De nouvelles recrues pour les Tuniques bleues

    tuniques-bleues_collectif_couvLes Tuniques bleues, des histoires courtes par..., collectif. Editions Dupuis, 120 pages, 19 euros.

    En écho à la sortie du soixantième tome des Tuniques bleues, une vingtaine d’auteurs rendent hommage à la série mythique de Salvérius, Lambil et Cauvin. Du sang neuf pour les Bleus et un hommage réussi, témoignant de l’imprégnation de la série chez tous ces auteurs.

    Etrangement – ou assez logiquement, en fait – ces histoires diverses tendent vers deux bords très différents : un humour caricatural, poussant encore le style initial de la série, telle que l’avait créée et dessinée Louis Salvérius et, à l’inverse, une veine plus réaliste en écho à l’arrière-fond souvent tragique de la plupart des aventures des Tuniques bleues et à l’approche documentariste développée par Lambil. Reflet assez juste de l’ambivalence qui fait la richesse incontestable des Tuniques bleues: de la veine humoristique “gros nez” au style semi-réaliste… et aller-retours…

    tuniques-bleues_collectif_bandeau Ainsi, Denis Goulet et Sti tirent leur histoire vers le cartoon et un retour des deux héros vers Fort Bow avec une mystérieuse – et très futile – cargaison à convoyer. Baba et Lapuss inscrivent aussi leur petite histoire dans le cadre de l’avant-poste dans l’Ouest et une histoire gag mettant en scène le blanchisseur chinois. Même ambiance chez Olivier Dutto pour une histoire épistolaire gentiment touchante dans un style très enfantin. Clarke propose pour sa part une amusante histoire courte en forme de jeu de mots visuel autour des “Dalton”

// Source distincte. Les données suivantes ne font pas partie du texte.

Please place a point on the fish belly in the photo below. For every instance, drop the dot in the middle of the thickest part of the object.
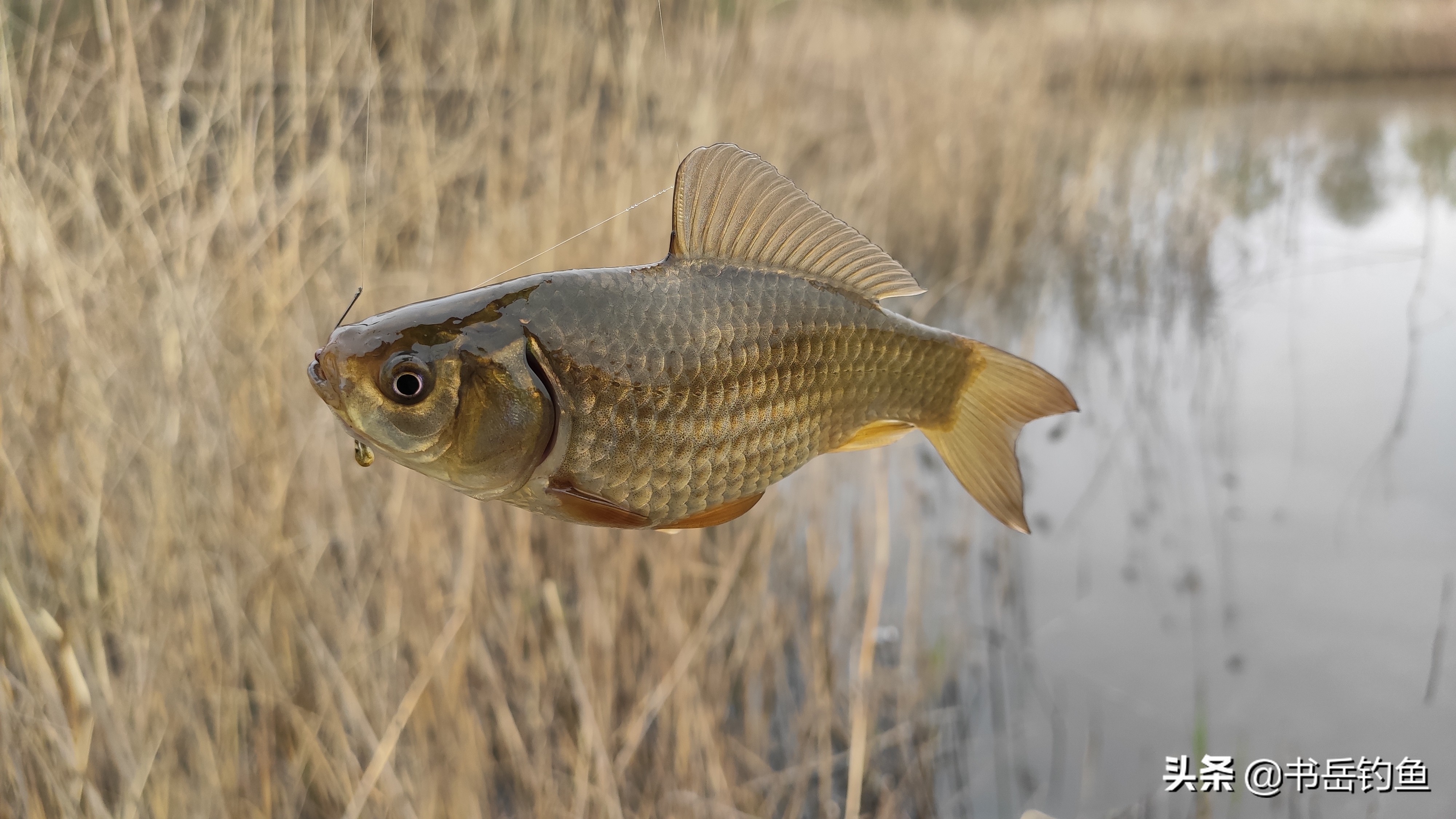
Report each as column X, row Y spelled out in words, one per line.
column 695, row 385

    Retour à Fort Bow, par Baba et Lapuss
    Retour à Fort Bow, par Baba et Lapuss

    Olivier Schwartz et son “cousin américain” s’inscrivent un peu au mi-chemin, avec un dessin tirant vers la ligne claire mais un récit abordant de façon très réaliste (et historique) le thème du racisme anti-noir.

    A l’inverse, Denis Bodart et Thierry Gloris, qui ont l’honneur d’ouvrir le recueil envoient Blutch parmi les tireurs d’élite, dans une veine semi-réaliste très joliment colorisée. Munuera brode aussi autour du thème du convoi vers l’ouest, avec une campagne promotionnant le corned-beef, avec un récit très rythmé, alternant violence réaliste et final plus comique. Aimée de Jongh ressuscite (dans tous les sens du terme) le “garçon au tambour dans une ambiance à la “Sixième sens”.
    Les deux histoires les plus marquantes sont peut-être celles qui s’éloignent le plus à la fois du style graphique et de l’esprit de la série, centrées toutes deux sur les états d’âme du sergent Chesterfield. Renaud Collin le montre en démissionnaire (ou déserteur ?) de l’armée marqué par la violence de la déportation des indiens Navajos. Le Picard Olivier Frasier associé à Joris Chamblain font un “reboot” très réaliste, avec leurs deux héros à bout de souffle et fatigués et un sergent Chesterfield prêt à être pendu pour complicité de désertion.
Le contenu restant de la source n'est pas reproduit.